Vibrio vulnificus infection typically occurs due to consumption of contaminated seafood or exposure to contaminated seawater. It most frequently affects older male patients with chronic liver disease, immunosuppression, hemochromatosis, or diabetes mellitus. Vibrio vulnificus can cause a vast spectrum of diseases, including gastroenteritis, wound infections, necrotizing fasciitis, and sepsis. Septicemia is the most common presentation of V vulnificus infection and accounts for the most fatalities from the bacteria. Septicemia often presents with fever, chills, vomiting, diarrhea, and hemorrhagic bullae. Vibrio vulnificus also commonly causes necrotizing fasciitis, which initially presents as cellulitis and rapidly progresses to hemorrhagic bullae or necrosis with accompanying systemic symptoms. Prompt diagnosis and treatment are vital to prevent mortality.

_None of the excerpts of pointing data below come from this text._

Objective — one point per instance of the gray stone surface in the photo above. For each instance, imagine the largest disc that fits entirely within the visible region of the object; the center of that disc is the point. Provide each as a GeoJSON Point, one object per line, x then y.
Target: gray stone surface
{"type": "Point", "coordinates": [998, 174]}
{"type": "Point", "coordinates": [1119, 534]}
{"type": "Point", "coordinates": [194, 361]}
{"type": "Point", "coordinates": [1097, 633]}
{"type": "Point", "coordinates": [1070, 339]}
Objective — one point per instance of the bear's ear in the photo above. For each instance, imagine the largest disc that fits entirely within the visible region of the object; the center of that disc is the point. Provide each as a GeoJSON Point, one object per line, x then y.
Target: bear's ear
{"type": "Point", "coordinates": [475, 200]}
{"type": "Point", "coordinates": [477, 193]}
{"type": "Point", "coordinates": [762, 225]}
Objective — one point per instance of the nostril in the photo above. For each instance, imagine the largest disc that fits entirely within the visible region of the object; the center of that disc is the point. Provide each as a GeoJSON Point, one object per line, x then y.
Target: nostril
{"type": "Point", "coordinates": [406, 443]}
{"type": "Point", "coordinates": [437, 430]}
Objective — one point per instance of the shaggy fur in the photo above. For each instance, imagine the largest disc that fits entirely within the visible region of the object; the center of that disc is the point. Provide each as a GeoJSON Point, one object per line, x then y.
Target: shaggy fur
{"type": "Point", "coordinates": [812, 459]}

Interestingly, regions impacted by V vulnificus are expanding because of global warming.^5,7Vibrio vulnificus thrives in warm waters, and increasing water temperatures are enhancing V vulnificus growth and survival.^1,9 As global warming continues, the incidence of V vulnificus infections may rise. In fact, the number of infections increased by 78% between 1996 and 2006 in the United States.⁵ This rise likely was due to a combination of factors, including an aging population with more comorbidities, improvements in diagnosis, and climate change. Thus, as the number of V vulnificus infections rises, so too must providers’ suspicion for the pathogen.